There always seems to be a shortage of good, mature movies for adults. And by "adult," we're talking about movies that treat sex as both a natural part of human life and as just one part of that life.

Elegy, based on Philip Roth's novella The Dying Animal, is about a middle-aged professor (Ben Kingsley) who gets involved with a considerably younger woman (Penelope Cruz), and the result is provocative and moving. Out this week on DVD, Elegy has been made with great sensitivity by Spanish director Isabel Coixet (My Life Without Me, The Secret Life of Words) and screenwriter Nicholas Meyer, who wrote several of the Star Trek movies as well as The Human Stain.

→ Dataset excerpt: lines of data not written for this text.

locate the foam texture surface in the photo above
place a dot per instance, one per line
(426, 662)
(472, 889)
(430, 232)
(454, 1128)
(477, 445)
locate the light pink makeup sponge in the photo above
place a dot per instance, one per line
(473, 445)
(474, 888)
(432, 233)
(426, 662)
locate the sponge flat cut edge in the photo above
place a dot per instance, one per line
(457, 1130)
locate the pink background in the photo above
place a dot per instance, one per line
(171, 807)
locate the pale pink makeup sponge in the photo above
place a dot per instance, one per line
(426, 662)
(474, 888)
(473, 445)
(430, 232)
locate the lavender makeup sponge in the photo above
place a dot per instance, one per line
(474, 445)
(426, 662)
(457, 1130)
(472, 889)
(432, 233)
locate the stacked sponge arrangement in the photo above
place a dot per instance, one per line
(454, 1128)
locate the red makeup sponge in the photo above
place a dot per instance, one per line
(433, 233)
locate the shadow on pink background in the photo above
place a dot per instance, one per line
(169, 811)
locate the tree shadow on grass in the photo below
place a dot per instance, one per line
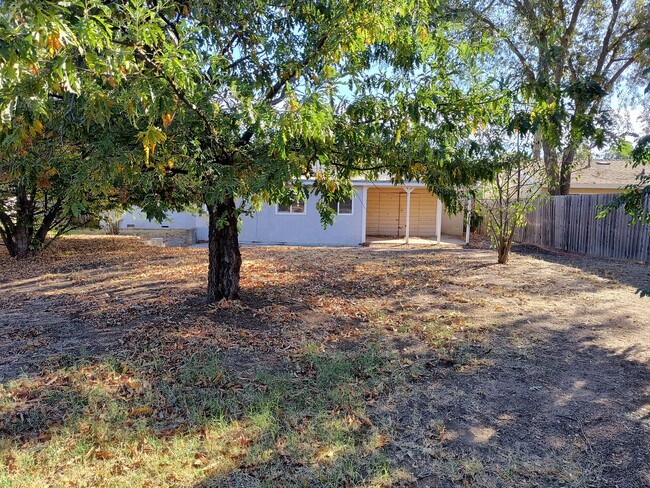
(554, 409)
(152, 419)
(283, 387)
(626, 272)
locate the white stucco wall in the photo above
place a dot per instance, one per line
(269, 227)
(174, 220)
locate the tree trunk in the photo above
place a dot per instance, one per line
(223, 248)
(558, 172)
(565, 170)
(504, 247)
(552, 167)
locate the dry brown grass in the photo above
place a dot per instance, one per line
(366, 367)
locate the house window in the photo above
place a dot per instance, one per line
(343, 207)
(296, 207)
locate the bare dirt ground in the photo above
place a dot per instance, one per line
(532, 374)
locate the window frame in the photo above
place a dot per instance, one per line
(290, 212)
(338, 207)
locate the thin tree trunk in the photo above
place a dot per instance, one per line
(552, 166)
(565, 171)
(223, 248)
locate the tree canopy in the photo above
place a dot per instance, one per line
(568, 57)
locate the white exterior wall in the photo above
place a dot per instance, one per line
(174, 220)
(269, 227)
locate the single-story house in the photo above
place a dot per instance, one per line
(376, 209)
(603, 176)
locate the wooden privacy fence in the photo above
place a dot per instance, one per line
(569, 223)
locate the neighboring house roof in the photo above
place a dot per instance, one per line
(605, 173)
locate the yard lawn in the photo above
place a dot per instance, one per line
(394, 366)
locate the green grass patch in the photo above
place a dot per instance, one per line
(160, 424)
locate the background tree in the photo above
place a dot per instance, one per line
(508, 199)
(56, 165)
(568, 57)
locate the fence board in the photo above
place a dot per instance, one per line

Kingsley's David Kepesh is a brilliant Columbia professor, an intellectual celebrity and a serial seducer of younger women - usually students - who gets around the university's sexual harassment code by only going after coeds who have completed his class. He sets his sights on a beautiful undergraduate, Consuela Castillo (Cruz), a woman in her mid- to late-20s from a Cuban family. But instead of Consuela becoming just another conquest for Kepesh, whose usual methodology is to educate and mentor his young mistresses in matters of culture and sexuality, she begins to affect him as much as he does her.

A man who had years ago left his wife and child for a life of sexual freedom and limited personal responsibility, Kepesh now finds himself feeling more deeply toward Consuela than he had ever imagined. He even begins to act with embarrassingly sophomoric jealousy toward her. And she is no mere conquest - in many ways, she's more mature than he is, and she sees in him a decency and vulnerability that he has long ago covered up by layers of charm, urbanity and, occasionally, cruelty.

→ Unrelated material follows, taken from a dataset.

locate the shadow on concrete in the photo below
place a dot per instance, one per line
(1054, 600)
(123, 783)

Patricia Clarkson is perfect as a longtime sexual partner of Kepesh's, someone with whom he might have settled down years earlier, but did not.

Dennis Hopper plays brilliantly against type as Kepesh's best friend and colleague, a Pulitzer Prize-winning poet who repeatedly and unremorsefully cheats on his wife (Deborah Harry).

Elegy takes several dramatic turns that will not be mentioned here, but at every step the authenticity of Kingsley and Cruz prevents the story from becoming obvious in its portrayal of a May-December romance.